Mais son enseignement n’est-il pas trop théorique, ce qui expliquerait que des tas de jeunes se renseignent via Internet…
A l’école, il s’agit de dire ce qu’il en est du corps et de la sexualité, et de faire justement la différence entre la réalité et les films pornos d’Internet, qui saccagent les enfants en les confrontant à des pratiques face auxquelles ils n’ont, contrairement aux adultes, aucun recul. Ils construisent donc leur sexualité sur des pratiques que, sans ces films, ils n’auraient pas choisies. Cela évoque un dealer qui donnerait de la drogue gratuitement, pour vous rendre dépendant.
Et les parents dans cette histoire ?
L’école ne remplace pas les parents car leur parole est irremplaçable : en lui parlant de sexualité, ils transmettent à l’enfant leur éthique, et ils lui donnent l’autorisation de penser et de parler. Mais ils sont souvent démunis, parce que le sujet est chargé de pudeur et d’émotion. Et parce que les psys, dans les médias, entretiennent trop souvent l’illusion qu’il y aurait une bonne façon de parler. En fait, on explique avec les mots qu’on peut. Et tôt. Beaucoup de parents ont peur d’émanciper leur enfant, d’abréger leur enfance qu’ils veulent la plus longue possible, à l’abri des violences du monde. Traîne aussi cette vieille idée que si on dit la vérité, ça va «donner des idées».
A partir de quel âge en parler ?
Quand l’enfant commence à déambuler au milieu des adultes, vers 2 ans et demi, 3 ans, on peut commencer à parler, notamment grâce à des petits livres. C’est l’occasion d’expliquer notamment qu’il faut un élément masculin et un élément féminin pour faire un enfant. C’est important, parce que les enfants petits imaginent que les mères sont si puissantes qu’elles peuvent faire les enfants seules. Il ne s’agit pas de faire un cours comme au Collège de France, mais de donner les informations de base, et - j’insiste - de dire les interdits. On ne «fait pas les amoureux», comme disent les enfants, entre gens de la même famille, et pas non plus entre adultes et enfants. C’est interdit par la loi.
Pas simple…
Quand un enfant pose une question, on peut commencer par lui demander : «Tu en penses quoi ?» pour évaluer où il en est. Ensuite, il faut se garder de montrer son corps ou de parler de ses pratiques, et inutile d’entrer dans les détails. Il est aussi préférable d’utiliser les vrais mots, ceux qu’on utilise dans la société comme pénis, vagin. Cela montre que le sexe a du sens en dehors de la famille. Enfin, il faut essayer de parler sobrement, pour que l’enfant ne transforme pas l’explication en un petit film érotisé. S’il redemande mille fois une explication qu’il a manifestement comprise, on lui suggère de passer à autre chose.

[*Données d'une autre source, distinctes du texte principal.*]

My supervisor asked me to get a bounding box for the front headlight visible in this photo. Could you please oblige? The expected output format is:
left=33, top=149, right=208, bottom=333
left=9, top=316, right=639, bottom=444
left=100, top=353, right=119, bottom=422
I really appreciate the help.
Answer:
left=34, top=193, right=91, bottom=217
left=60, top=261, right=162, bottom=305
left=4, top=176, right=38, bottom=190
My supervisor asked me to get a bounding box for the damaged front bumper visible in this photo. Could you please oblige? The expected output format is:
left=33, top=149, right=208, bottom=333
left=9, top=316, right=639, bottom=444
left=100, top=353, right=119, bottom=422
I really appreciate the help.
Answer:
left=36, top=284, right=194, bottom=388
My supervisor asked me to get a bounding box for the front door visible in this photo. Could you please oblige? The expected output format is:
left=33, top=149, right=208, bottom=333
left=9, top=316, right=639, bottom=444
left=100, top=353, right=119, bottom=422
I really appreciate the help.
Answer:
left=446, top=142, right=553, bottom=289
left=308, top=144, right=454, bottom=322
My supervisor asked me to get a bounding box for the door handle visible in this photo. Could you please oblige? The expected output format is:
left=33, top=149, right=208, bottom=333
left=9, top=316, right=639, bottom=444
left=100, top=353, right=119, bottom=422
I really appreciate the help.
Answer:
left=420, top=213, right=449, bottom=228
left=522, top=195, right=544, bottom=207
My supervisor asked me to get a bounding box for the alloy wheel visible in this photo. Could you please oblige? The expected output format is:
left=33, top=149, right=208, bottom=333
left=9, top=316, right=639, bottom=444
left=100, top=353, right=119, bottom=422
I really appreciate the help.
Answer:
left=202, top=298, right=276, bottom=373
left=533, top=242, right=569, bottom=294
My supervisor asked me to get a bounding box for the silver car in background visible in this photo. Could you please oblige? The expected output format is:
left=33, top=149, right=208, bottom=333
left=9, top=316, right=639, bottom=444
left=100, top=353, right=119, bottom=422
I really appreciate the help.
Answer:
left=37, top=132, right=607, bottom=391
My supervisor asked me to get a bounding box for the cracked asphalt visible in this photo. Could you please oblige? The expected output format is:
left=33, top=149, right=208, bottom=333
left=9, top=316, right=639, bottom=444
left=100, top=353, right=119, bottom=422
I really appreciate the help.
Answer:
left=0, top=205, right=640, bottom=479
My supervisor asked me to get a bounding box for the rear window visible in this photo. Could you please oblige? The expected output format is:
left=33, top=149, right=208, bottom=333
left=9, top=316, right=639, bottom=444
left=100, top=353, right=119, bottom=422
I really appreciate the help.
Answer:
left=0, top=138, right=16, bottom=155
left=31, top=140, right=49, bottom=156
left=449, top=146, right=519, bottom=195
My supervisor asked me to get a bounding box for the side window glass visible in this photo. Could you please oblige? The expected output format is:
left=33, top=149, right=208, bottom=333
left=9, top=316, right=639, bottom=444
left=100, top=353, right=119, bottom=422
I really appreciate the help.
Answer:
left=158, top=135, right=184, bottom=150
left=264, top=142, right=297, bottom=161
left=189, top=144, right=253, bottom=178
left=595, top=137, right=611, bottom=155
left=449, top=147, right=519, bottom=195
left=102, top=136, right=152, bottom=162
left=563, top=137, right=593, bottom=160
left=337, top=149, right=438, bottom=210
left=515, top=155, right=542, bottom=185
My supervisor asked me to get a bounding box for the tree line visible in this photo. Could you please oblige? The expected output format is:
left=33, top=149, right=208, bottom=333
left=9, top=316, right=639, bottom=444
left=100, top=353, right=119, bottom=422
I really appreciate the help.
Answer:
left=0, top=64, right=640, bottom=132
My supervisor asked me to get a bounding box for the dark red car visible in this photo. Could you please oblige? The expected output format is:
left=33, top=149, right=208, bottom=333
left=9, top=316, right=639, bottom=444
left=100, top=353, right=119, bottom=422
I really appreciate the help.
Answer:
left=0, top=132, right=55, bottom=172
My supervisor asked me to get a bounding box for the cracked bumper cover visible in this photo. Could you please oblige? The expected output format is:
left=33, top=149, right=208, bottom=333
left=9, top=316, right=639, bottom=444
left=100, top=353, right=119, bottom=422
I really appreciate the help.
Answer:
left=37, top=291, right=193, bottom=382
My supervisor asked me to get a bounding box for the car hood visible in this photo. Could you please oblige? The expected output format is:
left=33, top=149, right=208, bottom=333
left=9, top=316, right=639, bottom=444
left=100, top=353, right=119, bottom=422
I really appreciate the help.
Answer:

Au fond quel est le message à faire passer ?
Il y en a plusieurs : «Tu as le droit d’en parler, tu ne seras pas puni.» La sexualité humaine est régie par des règles : le respect du désir de l’autre. Et, plus tard, vers 6 ou 7 ans, il est important d’expliquer qu’il n’y a pas de sexualité normale ou anormale. Et sans rentrer dans les détails, de relever, quand l’enfant les emploie parce qu’il les a entendus, les mots comme «pédé» qui sont des injures. Je le redis, l’éducation à la sexualité est la meilleure façon de prévenir la pédophilie, le viol, et aussi l’homophobie.